YANN GWET “DANS L’ENSEMBLE NOUS DEVONS TOUS, ENTREPRENEURS COMME NON ENTREPRENEURS, ÊTRE PLUS HUMBLES ET PLUS ACHARNES AU TRAVAIL”

Même s’il est difficile de définir l’entrepreneur-type d’origine Camerounaise sans le caricaturer, il demeure tout de même une certitude : L’entrepreneuriat est à la mode. Yann Gwet, journaliste-écrivain camerounais, nous livre en quelques lignes son opinion sur cette activité qui se veut être l’une des plus attractives du moment.

Le portrait-robot de l’entrepreneur camerounais… 

Selon des chiffres publiés par le GICAM[1] il y a quelques années, 44,2% des entrepreneurs camerounais sont diplômés du primaire, et 14% sont sans diplôme. Par ailleurs 81% des entreprises auraient moins de 10 ans. S’il y a un portrait-robot (avec ce que cela a de nécessairement caricatural) de l’entrepreneur camerounais, alors celui-ci est peu diplômé, est à la tête d’une activité très fragile, et exerce probablement dans l’informel.

Parlons des obstacles auxquels font face les entrepreneurs camerounais

Les obstacles structurels sont connus : la corruption est omniprésente ; les infrastructures (réseau routier, télécommunications, etc.) sont de mauvaise qualité (ce qui engendre toutes sortes de coûts) ; les ressources humaines demeurent un vrai problème ; la fiscalité est punitive, notamment pour les jeunes entreprises qui ne sont pas tournées vers l’export (ce sont les plus nombreuses) ; l’insécurité juridique est totale (le coût de la malhonnêteté est très faible), les possibilités de financement sont réduites, etc.

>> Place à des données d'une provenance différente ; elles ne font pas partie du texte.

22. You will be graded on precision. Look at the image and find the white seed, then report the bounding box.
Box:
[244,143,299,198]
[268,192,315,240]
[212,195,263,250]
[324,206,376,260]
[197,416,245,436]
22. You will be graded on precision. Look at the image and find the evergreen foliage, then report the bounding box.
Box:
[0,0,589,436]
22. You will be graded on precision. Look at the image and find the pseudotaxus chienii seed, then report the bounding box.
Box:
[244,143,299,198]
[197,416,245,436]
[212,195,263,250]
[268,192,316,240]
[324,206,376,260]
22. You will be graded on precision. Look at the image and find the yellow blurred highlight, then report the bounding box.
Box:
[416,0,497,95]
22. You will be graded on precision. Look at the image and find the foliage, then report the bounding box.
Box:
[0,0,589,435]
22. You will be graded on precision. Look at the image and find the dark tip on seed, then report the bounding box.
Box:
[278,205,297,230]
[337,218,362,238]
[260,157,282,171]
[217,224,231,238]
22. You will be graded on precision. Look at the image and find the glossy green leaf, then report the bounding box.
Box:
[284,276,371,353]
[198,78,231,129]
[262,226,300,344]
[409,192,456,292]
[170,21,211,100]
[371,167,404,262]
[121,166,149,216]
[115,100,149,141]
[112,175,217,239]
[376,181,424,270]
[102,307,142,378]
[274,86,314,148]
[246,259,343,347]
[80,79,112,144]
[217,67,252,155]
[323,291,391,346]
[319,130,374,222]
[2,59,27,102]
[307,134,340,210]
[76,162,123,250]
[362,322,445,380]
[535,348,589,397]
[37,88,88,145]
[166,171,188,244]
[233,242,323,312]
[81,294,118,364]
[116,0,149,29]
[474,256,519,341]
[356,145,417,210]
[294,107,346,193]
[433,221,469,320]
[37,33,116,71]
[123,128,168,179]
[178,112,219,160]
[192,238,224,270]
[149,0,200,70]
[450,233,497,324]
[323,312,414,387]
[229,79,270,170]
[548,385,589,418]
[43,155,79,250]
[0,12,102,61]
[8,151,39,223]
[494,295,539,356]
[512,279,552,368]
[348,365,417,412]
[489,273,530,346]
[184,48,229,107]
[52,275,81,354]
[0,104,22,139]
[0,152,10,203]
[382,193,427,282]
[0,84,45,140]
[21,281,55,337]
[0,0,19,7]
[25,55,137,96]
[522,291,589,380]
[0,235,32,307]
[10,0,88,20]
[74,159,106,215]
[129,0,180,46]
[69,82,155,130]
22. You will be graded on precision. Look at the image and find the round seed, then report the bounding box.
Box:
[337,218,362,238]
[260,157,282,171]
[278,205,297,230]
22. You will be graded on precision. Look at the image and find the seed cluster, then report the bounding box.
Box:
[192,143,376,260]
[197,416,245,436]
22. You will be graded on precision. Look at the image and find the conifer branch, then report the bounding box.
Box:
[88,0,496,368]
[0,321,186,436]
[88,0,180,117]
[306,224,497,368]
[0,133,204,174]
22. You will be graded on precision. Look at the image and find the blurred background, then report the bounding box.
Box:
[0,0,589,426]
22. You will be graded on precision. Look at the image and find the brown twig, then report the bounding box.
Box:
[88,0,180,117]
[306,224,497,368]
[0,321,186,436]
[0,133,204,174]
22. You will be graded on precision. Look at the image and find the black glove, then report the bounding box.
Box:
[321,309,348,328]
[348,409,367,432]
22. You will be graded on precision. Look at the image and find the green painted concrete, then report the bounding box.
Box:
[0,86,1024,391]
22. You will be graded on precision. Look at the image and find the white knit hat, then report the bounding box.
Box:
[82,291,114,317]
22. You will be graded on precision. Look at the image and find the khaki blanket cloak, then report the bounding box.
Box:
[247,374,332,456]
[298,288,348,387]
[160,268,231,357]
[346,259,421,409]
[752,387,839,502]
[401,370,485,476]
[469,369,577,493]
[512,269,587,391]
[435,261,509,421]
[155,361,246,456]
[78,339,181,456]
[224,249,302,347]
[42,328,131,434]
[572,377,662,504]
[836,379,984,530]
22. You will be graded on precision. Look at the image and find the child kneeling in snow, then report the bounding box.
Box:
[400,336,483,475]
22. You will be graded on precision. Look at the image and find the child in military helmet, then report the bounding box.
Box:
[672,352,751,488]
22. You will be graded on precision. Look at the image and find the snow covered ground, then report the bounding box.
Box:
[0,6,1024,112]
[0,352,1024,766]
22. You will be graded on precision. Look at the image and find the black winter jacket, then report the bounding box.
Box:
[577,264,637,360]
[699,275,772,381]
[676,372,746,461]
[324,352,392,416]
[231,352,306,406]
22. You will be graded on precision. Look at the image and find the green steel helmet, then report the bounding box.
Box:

Pour le reste, tout dépend du profil de l’entrepreneur : l’entrepreneur-type, dont je parle plus haut, sera (sauf exception) freiné par une insuffisance de qualifications. Il existe de nombreux entrepreneurs-politiques au Cameroun : ceux-là se servent de leur statut – d’hommes politiques – pour s’octroyer toutes sortes de privilèges et faciliter leurs affaires (certains les brandissent comme des modèles alors qu’il s’agit de contre-modèles). Enfin il existe une classe d’entrepreneurs jeunes et éduqués qui à mon sens souffre d’une faible émulation, d’un marché intérieur petit et dans lequel le pouvoir d’achat est faible, d’une insuffisance d’intégration régionale, mais aussi d’un environnement francophone qui n’est pas propice au développement d’entreprises.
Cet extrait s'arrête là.